Torey Krug wasn't too pleased with the high sticking penalty he took on Saturday, mostly because he had his intention to lift the Devil's stick; he just wasn't able to get the break.

One to always hold himself accountable, his coach quickly understood that as well.

"His intention was to lift the stick and he missed and hit the guy in the face. So as a coach you don’t stand there and accuse players, you don’t blame players. He’s given us a lot of good things and it was an accident that ended up being a costly one and you move on," said Julien.

"That’s why I’m saying if he doesn’t take that penalty, we’re probably in a different situation; we might be sitting here with a win. But it’s certainly not his fault, it wasn’t done purposefully and you have to turn the page. You get those breaks some nights and some nights those breaks go against you."

Overall, though, Julien has been impressed with the young blueliners.
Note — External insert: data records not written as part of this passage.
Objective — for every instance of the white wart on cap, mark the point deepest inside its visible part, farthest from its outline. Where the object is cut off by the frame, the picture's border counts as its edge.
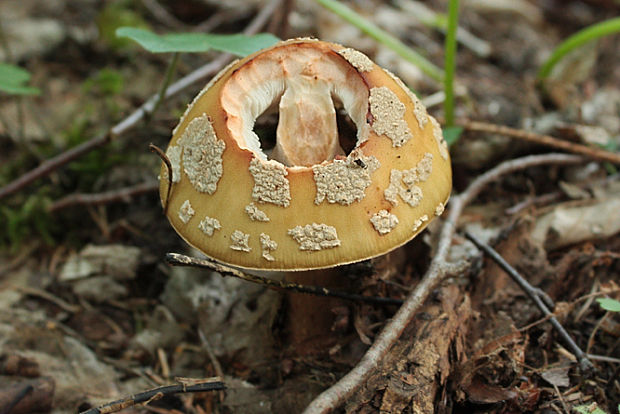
(308, 202)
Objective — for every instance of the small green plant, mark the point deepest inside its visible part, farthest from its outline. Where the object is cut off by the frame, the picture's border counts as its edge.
(446, 76)
(13, 80)
(577, 40)
(238, 44)
(383, 37)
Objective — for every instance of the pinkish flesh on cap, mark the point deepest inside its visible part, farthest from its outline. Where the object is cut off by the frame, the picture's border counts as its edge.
(307, 203)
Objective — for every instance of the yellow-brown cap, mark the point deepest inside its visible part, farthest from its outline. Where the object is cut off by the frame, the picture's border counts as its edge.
(306, 203)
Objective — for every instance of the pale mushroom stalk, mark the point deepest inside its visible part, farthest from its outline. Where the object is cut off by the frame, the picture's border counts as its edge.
(307, 204)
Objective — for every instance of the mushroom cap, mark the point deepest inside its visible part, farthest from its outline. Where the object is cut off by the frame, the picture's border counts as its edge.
(308, 203)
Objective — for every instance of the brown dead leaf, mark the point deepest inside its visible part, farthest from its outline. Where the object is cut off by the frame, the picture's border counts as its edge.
(479, 391)
(557, 376)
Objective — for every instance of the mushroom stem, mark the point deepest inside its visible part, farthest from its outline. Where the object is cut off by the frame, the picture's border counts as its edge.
(309, 318)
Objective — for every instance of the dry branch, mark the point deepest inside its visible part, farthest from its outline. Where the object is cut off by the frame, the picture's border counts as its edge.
(347, 385)
(547, 140)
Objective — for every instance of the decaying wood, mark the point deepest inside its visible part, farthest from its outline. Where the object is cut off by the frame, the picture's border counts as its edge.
(408, 379)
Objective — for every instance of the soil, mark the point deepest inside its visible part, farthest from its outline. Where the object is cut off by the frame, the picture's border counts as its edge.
(90, 312)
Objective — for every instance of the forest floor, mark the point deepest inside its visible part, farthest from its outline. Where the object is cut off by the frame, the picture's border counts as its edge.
(90, 312)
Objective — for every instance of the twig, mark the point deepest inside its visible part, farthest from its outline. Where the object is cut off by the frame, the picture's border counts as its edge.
(604, 358)
(42, 294)
(135, 117)
(346, 386)
(123, 194)
(157, 393)
(177, 259)
(537, 296)
(548, 140)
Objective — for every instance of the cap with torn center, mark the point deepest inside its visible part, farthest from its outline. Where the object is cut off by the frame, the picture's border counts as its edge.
(311, 201)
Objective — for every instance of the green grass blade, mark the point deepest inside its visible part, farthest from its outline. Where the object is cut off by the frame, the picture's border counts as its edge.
(383, 37)
(450, 61)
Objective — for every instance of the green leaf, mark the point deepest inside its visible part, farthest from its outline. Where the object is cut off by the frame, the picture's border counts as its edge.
(13, 80)
(452, 134)
(609, 304)
(237, 44)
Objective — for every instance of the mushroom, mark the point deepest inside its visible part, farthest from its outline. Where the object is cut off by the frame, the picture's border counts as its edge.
(316, 199)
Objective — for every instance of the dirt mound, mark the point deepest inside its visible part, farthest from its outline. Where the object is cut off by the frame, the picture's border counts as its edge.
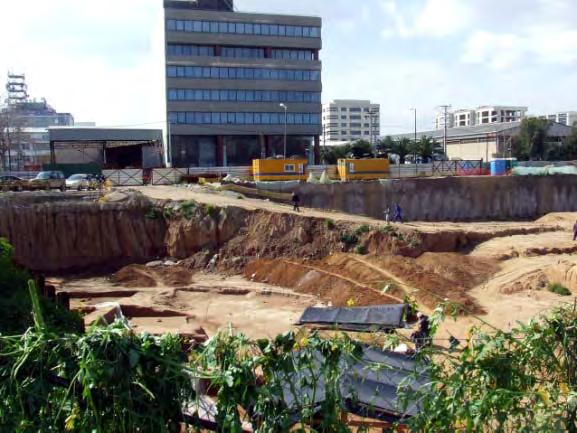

"We’re pleased with the progress our young guys are making and Torey’s one of those guys."

"I’m a high risk player sometimes. I’m going to make mistakes, I’ve always made mistakes," said Krug. "They’re not going to stop today even though I learned a lesson; I’m still going to make another mistake down the road. So you have to have that. I think hockey players in general have to have a short term memory. You have to learn from it though and that’s what’s important."